Ao longo de todo o período de concessão, o plano de investimentos estima a aplicação de aproximadamente R$ 16,5 bilhões. O objetivo é ampliar a infraestrutura da rodovia com mais 203 quilômetros de pistas duplicadas e quase 148 quilômetros de faixas adicionais.

Proposta alternativa para novo contorno

Paralelamente às obras previstas no contrato, existe um estudo elaborado pela Agência Municipal de Meio Ambiente e Planejamento Urbano de Campo Grande que sugere a criação de um novo anel rodoviário fora do perímetro urbano.

A proposta prevê um contorno com 37,8 quilômetros de extensão — cerca de 12 quilômetros a mais que o atual — conectando as saídas para São Paulo e Cuiabá e passando pela BR-262, na ligação com Três Lagoas.
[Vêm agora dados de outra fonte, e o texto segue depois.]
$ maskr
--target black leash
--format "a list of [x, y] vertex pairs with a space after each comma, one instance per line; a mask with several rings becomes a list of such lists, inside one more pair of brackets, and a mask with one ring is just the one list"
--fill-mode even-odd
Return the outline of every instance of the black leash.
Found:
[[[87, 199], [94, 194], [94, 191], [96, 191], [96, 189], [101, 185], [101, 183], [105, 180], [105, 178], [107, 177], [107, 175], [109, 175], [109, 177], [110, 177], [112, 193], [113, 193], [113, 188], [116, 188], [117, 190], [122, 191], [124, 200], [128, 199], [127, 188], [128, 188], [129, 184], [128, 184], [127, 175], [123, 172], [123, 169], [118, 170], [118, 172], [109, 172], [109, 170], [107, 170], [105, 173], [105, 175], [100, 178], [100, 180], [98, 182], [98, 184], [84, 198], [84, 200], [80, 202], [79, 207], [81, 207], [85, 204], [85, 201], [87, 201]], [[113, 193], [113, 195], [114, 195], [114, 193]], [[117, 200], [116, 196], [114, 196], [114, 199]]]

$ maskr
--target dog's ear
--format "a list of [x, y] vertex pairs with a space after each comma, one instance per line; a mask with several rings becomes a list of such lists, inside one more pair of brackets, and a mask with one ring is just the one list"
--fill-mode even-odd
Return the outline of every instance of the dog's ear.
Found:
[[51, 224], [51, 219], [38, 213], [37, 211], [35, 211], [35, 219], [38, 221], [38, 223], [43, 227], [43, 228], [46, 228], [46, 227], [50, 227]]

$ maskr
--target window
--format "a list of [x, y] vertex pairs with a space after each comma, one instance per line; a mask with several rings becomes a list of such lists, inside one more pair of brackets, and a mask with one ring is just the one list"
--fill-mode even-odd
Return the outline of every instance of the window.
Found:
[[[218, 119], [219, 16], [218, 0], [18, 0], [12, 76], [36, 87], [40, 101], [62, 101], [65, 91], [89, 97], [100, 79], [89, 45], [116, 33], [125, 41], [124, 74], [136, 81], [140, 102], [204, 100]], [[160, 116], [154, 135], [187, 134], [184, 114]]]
Segundo o estudo, o novo traçado ficaria aproximadamente oito quilômetros distante do anel atual e cerca de 3,5 quilômetros da área urbana de Campo Grande.

O projeto chegou a ser apresentado à antiga concessionária da rodovia e à ANTT, mas não foi incluído no acordo de repactuação contratual autorizado pelo Tribunal de Contas da União em novembro de 2024.

Manutenção do pavimento também está prevista

Enquanto as obras estruturais avançam no planejamento, intervenções de manutenção continuam sendo realizadas no trecho urbano da BR-163.

De acordo com a Motiva Pantanal, serviços de recuperação do pavimento devem ocorrer entre os quilômetros 466 e 490 da rodovia. Os trabalhos incluem fresagem e recomposição da pista.

Para reduzir o impacto no tráfego, as atividades são executadas durante a noite, geralmente entre 20h e 5h, com possibilidade de operação no sistema “pare e siga”, que alterna a liberação das faixas nos dois sentidos da estrada.

A expectativa das autoridades e da concessionária é que as melhorias tragam mais segurança e fluidez ao tráfego em um dos pontos mais movimentados e perigosos da BR-163 em Mato Grosso do Sul.